I posted the following this morning as a comment to Michael Schrage’s HBR post entitled, “The Failure of Failure“:
Michael, you bring up some very provocative points in this piece.
One issue with disasters as learning events is that the deep level of focus on the exact sequence of events, while it performs a useful service (explaining the unexplainable & contributing to closure on behalf of victims & loved ones), is not that helpful for ongoing learning.
A disaster (brutal summary coming) is a chain of unlikely events occuring in sequence and causing a clearly terrible outcome.
The opposite scenario also occurs, with similar frequency–we call it a rousing success (exhibit A: Microsoft in the 1990s).

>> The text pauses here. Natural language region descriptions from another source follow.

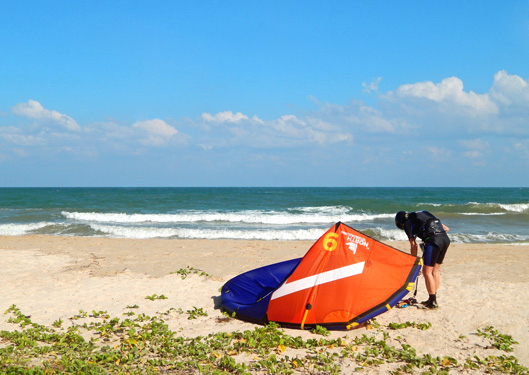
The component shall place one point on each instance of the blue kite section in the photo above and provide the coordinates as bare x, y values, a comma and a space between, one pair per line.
249, 293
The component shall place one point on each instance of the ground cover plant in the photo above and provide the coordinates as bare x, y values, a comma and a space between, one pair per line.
98, 343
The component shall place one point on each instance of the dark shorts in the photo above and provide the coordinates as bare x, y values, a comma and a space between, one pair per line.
434, 250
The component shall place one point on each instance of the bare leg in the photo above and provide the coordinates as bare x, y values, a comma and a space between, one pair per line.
432, 277
429, 279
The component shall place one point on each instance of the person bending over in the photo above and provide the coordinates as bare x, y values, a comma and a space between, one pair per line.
427, 227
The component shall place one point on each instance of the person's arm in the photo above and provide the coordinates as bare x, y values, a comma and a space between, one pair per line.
413, 248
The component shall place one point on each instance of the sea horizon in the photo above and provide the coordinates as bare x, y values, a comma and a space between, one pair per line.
474, 214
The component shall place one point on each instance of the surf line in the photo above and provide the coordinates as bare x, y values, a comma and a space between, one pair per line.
321, 278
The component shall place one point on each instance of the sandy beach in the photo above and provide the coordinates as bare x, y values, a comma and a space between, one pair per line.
51, 278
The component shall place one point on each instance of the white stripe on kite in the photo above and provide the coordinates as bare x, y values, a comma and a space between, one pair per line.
322, 278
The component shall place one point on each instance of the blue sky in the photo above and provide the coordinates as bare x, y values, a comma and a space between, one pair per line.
264, 93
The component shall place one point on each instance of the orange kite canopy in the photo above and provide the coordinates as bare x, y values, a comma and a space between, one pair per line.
344, 279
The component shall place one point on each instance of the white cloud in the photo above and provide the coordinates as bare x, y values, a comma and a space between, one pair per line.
35, 110
227, 116
510, 90
158, 132
448, 97
373, 86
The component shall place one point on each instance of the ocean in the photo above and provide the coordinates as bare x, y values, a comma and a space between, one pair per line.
474, 215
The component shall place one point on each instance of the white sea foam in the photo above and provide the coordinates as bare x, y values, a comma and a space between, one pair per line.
517, 207
488, 237
21, 229
151, 232
248, 217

The issue with both scenarios with respect to learning is this: knowing the precise chain of actions & avoiding it (in the disaster case) or replicating it (in the MS case) actually obscures the much larger number of more basic lessons that help prevent failure or contribute to success.

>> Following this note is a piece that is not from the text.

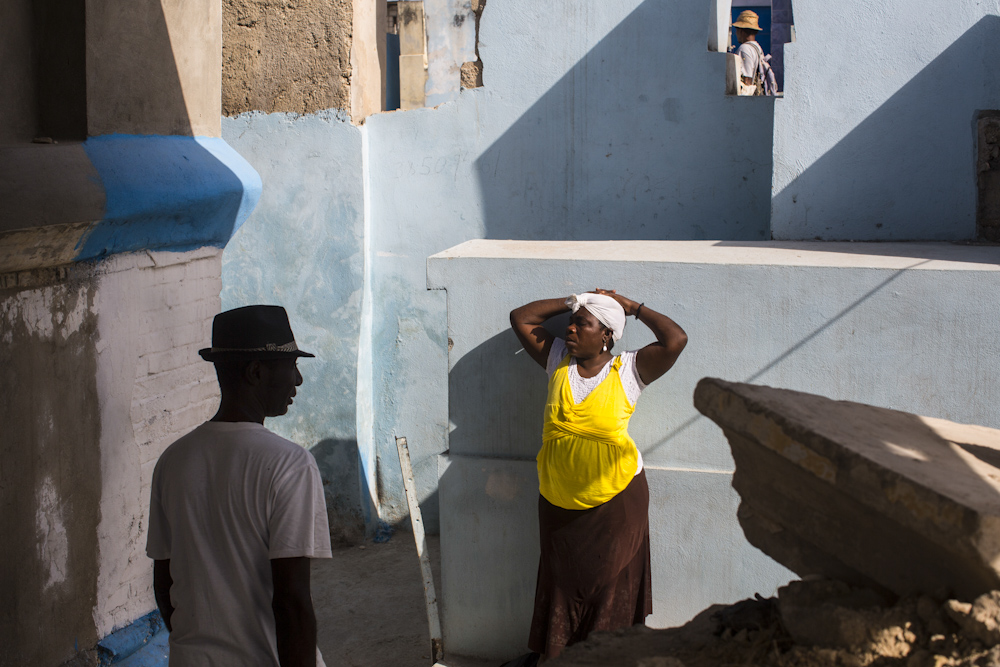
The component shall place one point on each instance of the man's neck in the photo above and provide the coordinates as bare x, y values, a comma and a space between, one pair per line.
232, 411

For those reasons I prefer to look to mistakes rather than failures as learning situations. Mistakes are things people do that, upon reflection, they would do differently, given the chance.
Mistakes occur amid failure and success (& even in everyday plugging along). They don’t have the high profile of “failures,” yet the lessons can be more fundamental & useful. Mistake learning scales up & down–from ground level to the executive suite. And mistakes are ubiquitous. We all make them & can learn from them.
So, I’d propose this. Let’s shift the focus from learning from failure to learning from mistakes. We’ll all be a lot better off.